Hi! I'm 15F and I have abusive parents. Everything I do is monitored, no electronics after 6pm etc and that led me to do the only thing I could put of boredom: Eating.
I've been trapped in this for years now, I have distinct memories of 5yo me eating cake in the middle of the night. Weirdly enough my mom is always on my back about my weight, fat shaming 24/7 etc. but she won't help me lose the weight and she keeps the house full of garbage processed food.
Now I'm 15, 5'2 and I weight around 340lbs... I have trouble walking, I barely get out of the house (not that I would be allowed anyway) I have to walk through doors sideways etc.
I am too ashamed of myself to even look in the mirror or when I shower, but everything reminds me of it, when I get invited by friends to the restaurant but I have trouble walking from the car to the place and I can't even fit in regular chairs... My grandma has an autoimmune disease and to visit her you have to take the shower thingy and wear a sort of gown and then you can go inside and talk to her...guys I can't fit in the shower or wear the gown...it might be her last months with us and I can't even talk to her because of my stupid weight.

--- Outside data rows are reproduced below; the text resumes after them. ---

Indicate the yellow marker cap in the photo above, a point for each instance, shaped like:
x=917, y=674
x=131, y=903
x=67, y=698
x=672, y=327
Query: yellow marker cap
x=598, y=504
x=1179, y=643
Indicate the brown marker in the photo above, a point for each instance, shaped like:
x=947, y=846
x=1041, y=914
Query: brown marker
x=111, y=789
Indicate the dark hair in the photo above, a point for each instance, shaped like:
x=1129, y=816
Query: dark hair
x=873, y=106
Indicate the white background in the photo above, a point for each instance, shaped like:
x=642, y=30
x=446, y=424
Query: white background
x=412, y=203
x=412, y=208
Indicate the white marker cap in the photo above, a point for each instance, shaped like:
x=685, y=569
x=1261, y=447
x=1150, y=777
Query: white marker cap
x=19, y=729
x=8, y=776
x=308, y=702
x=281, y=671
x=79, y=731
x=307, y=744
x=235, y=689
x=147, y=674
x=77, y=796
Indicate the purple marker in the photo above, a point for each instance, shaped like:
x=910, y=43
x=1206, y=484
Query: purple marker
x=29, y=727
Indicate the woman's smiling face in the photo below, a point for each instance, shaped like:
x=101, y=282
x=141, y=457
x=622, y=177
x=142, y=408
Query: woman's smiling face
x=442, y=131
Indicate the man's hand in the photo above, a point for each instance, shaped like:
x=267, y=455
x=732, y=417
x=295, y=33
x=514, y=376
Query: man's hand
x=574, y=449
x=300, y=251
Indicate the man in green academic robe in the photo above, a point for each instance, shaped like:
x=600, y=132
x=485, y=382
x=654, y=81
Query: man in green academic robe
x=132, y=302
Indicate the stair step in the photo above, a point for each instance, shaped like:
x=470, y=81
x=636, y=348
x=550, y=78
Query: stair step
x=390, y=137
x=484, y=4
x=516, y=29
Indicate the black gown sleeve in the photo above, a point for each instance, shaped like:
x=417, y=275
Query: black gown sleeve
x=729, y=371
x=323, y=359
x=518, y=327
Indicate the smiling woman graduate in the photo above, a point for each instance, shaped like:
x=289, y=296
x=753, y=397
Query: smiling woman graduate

How can I lose it without being able to get out of the house? I have access to healthy food but my mother refuses to stop buying garbage and I can't resist the urges to binge. I can try exercise but I can't sit on the floor and I can't stay standing more than a few minutes. I'm really motivated to lose the weight, I haven't been at a normal BMI since I was a toddler and I am so ready to do this even without my parents help !!!